Les légumes verts (épinards, courgettes, brocoli), les fruits (fraises, pastèque, pommes), les soupes, les salades volumineuses -- tout ça remplit ton estomac pour presque rien en calories. Tu peux manger un saladier entier de brocoli pour 55 calories. Essaie de faire ça avec du fromage.

Petit-déjeuner healthy
Petit-déjeuner healthy

Structure tes repas

3 à 4 repas structurés plutôt que du grignotage permanent. Chaque repas : une protéine, des légumes, une portion de glucides ou lipides de qualité. La structure crée des habitudes. Les habitudes créent des résultats.

Autorise-toi des plaisirs

Un déficit calorique n'est pas une prison. La règle des 80/20 : 80% de nutrition de qualité, 20% de ce qui te fait plaisir, tant que ça rentre dans le budget. Un carré de chocolat le soir ne ruinera pas ta journée. Un paquet entier, peut-être.

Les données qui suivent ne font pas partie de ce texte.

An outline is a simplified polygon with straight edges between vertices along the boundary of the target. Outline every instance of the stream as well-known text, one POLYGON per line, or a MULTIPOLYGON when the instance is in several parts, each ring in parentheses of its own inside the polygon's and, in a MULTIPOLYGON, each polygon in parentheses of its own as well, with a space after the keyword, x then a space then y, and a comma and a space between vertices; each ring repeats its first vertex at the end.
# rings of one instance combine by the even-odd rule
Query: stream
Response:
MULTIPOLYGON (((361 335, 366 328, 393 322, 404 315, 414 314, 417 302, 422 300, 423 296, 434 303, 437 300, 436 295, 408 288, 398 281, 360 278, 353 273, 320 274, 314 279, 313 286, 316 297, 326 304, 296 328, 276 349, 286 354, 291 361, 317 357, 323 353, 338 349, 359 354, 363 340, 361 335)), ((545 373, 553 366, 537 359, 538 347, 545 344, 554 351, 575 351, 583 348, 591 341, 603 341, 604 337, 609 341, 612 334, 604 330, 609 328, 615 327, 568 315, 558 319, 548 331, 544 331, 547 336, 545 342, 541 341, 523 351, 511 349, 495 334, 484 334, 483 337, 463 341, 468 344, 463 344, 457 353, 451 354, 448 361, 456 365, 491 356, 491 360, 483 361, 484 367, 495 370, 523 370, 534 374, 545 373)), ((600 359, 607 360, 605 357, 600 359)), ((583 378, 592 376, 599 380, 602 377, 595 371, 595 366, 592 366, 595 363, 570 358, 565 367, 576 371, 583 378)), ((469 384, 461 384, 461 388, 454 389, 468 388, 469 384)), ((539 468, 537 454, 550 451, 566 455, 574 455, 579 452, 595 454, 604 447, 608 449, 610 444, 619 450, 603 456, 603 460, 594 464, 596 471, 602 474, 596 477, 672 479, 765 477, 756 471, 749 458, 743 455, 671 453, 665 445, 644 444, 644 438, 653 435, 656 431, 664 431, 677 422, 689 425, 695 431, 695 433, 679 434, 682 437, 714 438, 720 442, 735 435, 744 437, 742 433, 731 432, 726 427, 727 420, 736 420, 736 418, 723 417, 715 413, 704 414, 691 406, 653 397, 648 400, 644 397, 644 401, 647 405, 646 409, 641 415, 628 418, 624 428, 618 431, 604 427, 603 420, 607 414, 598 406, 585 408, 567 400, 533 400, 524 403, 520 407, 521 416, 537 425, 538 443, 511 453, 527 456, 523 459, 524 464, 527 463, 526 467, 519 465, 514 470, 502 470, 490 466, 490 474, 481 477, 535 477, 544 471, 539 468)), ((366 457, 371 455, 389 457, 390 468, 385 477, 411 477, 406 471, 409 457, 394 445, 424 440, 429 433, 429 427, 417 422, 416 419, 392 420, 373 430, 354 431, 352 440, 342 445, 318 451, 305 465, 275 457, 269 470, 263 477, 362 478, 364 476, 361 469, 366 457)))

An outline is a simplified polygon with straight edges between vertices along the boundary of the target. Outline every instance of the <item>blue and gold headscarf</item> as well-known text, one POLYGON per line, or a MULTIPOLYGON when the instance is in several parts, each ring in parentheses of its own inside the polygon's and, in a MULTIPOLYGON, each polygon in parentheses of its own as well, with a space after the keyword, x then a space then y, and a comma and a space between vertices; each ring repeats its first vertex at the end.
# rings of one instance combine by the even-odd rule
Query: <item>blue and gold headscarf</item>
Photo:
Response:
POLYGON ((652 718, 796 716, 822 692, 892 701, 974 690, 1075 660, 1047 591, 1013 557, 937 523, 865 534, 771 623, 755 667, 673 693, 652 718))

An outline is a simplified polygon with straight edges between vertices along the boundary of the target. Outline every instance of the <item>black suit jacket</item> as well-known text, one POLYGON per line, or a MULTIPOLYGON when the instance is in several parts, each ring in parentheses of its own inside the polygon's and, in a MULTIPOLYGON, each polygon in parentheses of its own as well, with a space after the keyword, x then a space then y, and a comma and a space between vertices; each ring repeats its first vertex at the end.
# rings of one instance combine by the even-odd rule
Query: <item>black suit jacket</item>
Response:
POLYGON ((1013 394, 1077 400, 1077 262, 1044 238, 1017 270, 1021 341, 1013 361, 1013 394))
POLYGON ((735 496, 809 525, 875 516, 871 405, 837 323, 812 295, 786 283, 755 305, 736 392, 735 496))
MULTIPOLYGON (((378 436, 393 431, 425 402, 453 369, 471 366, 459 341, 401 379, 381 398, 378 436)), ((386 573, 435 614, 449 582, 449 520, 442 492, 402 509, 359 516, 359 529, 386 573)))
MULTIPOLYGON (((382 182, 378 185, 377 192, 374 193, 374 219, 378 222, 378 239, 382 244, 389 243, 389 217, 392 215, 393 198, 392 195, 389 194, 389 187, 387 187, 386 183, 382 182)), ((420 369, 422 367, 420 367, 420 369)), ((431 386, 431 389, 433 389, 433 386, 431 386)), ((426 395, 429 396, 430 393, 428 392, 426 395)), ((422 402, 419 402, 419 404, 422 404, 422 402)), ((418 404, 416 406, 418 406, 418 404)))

"Le meilleur régime est celui que tu peux suivre sur le long terme. Si tu ne tiens pas plus de 3 semaines, ce n'est pas un régime -- c'est une punition." — Lyle McDonald

Le rôle crucial de la musculation en déficit

Point capital que beaucoup ignorent : sans stimulation musculaire, ton corps puise autant dans le muscle que dans le gras pendant un déficit. Résultat : tu deviens plus léger, mais pas plus dessiné. Tu perds la mauvaise chose.

La musculation envoie un signal clair à ton corps : "j'ai besoin de ces muscles, ne les touche pas." Combiné à un apport en protéines suffisant, c'est la recette pour perdre du gras en préservant (voire en gagnant) du muscle.

Le programme minimum en déficit :

  • 3 à 4 séances de musculation par semaine (exercices polyarticulaires en priorité)
  • 1 à 2 séances de cardio modéré (marche rapide, vélo, natation)
  • Un NEAT élevé : prends les escaliers, marche pour tes courses, bouge au quotidien
Routine de stretching
Routine de stretching

Ce que j'aurais aimé qu'on me dise au début

La perte de poids n'est pas linéaire. Certaines semaines tu perds 1 kg, d'autres rien. La balance fluctue avec l'eau, les hormones, le stress, le transit. Ne panique pas. Regarde la tendance sur 4 semaines, pas le chiffre du jour.

Et surtout : la patience est ta meilleure alliée. Les résultats durables prennent du temps. 0,5 kg par semaine, ça ne fait pas un avant/après Instagram impressionnant. Mais dans 6 mois, tu ne te reconnaîtras pas.

Le défi : 7 jours pour poser tes bases

Tu as lu tout l'article. Maintenant, passe à l'action. Voilà ton défi pour la semaine qui vient :

  • Jour 1 : Calcule ton métabolisme de base et ton TDEE. Note le chiffre.
  • Jour 2 : Traque tout ce que tu manges — sans rien changer. Juste observer.
  • Jour 3 : Compare ton apport réel à ton TDEE. L'écart va probablement te surprendre.
  • Jour 4 : Fixe ton déficit (300 à 500 kcal sous ton TDEE). Planifie tes repas du lendemain.
  • Jour 5 : Premier jour en déficit conscient. Note comment tu te sens.
  • Jour 6 : Ajoute une séance de musculation si ce n'est pas déjà fait.
  • Jour 7 : Bilan. Pèse-toi, mais surtout : évalue ton énergie, ta faim, ton humeur.

Sept jours, c'est rien. Mais c'est suffisant pour comprendre où tu en es vraiment — pas où tu crois en être. Et c'est de là que tout commence.